Several weeks ago the NCAA football world was shaken-and slightly confused-by the Manti Teo fake girlfriend scam. Manti Teo, a star linebacker for Notre Dame, developed a relationship via Facebook with a girl who later turned out to be the invention of another man, Ranaiah Tuiososopo.
The perpetrator of the hoax, Tuiososopo has since come forward and admitted his crimes, becoming the punch line to a series of jokes on Saturday Night Live and The Daily Show, and prompting the FBI and State Department to issue a set of guidelines to protect people from becoming victimized.
If a person with an attractive profile, contacts you, gets close to you, and then starts asking for money to overcome personal tragedies such as illnesses, or for bail, then take the whole situation with a grain of salt.
Of course, this seems like common sense. However many people are victimized by this type of scam every year, though perhaps not nearly as intricate or bizarre as the Teo case. A quick Google search will unearth many cases wherein unsuspecting victims are taken for thousands of dollars by people they meet on the Internet.
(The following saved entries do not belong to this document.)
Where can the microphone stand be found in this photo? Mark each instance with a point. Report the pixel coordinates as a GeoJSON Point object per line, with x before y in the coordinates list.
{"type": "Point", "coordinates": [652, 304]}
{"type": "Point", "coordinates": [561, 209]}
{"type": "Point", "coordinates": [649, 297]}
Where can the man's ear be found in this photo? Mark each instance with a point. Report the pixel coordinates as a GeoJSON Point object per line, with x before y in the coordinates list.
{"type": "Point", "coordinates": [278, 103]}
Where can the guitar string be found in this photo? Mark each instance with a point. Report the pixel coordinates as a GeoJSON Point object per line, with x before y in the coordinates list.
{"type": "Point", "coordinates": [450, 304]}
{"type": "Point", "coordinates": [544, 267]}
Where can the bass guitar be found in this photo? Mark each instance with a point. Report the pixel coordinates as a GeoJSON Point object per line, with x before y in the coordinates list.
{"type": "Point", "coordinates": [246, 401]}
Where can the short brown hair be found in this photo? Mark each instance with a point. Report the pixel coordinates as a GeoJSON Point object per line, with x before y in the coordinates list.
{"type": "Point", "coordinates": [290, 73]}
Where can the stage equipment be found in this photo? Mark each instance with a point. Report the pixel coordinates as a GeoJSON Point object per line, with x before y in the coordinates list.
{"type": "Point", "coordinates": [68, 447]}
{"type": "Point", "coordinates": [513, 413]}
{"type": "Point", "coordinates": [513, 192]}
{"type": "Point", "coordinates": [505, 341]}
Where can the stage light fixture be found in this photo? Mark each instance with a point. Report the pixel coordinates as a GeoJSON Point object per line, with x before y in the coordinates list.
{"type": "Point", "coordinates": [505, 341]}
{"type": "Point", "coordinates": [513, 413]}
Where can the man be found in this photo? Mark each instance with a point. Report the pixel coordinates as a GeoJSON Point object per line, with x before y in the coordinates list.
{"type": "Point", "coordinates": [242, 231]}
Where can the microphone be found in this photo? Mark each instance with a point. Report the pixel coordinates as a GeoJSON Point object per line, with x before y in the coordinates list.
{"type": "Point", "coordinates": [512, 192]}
Without ever meeting the scammer, a victim will become so trusting that they are willing to divulge account and social security numbers, as well as bankrupt themselves in attempts to help a person they have only ever communicated with over the phone or Internet. In the Western world where people enjoy the freedom of choosing their own partners it seems surprising when they are so willing to fall in love with someone they have never spoken to face to face.
Throughout their article, Internet Relationships and Their Impact on Primary Relationships published in The Cambridge Journal researchers Heather Underwood and Bruce Findlay discuss how relationships form so quickly online, and what that means for real life.
The study’s basic premise is that the anonymity provided by the Internet allows people to feel secure when they open up about their innermost secrets and personal information. Many people in the study claimed to participate in more self disclosure with online romantic interests than they did with people they spoke to face-to-face. People are also more willing to be accepting of one another on the internet where the usual social anxieties are significantly lessened.
So is the problem that people are too trusting online, or is it that we are too judgmental and difficult to interact with offline? Either way, whether in person or online, be careful to whom you give your bank account information.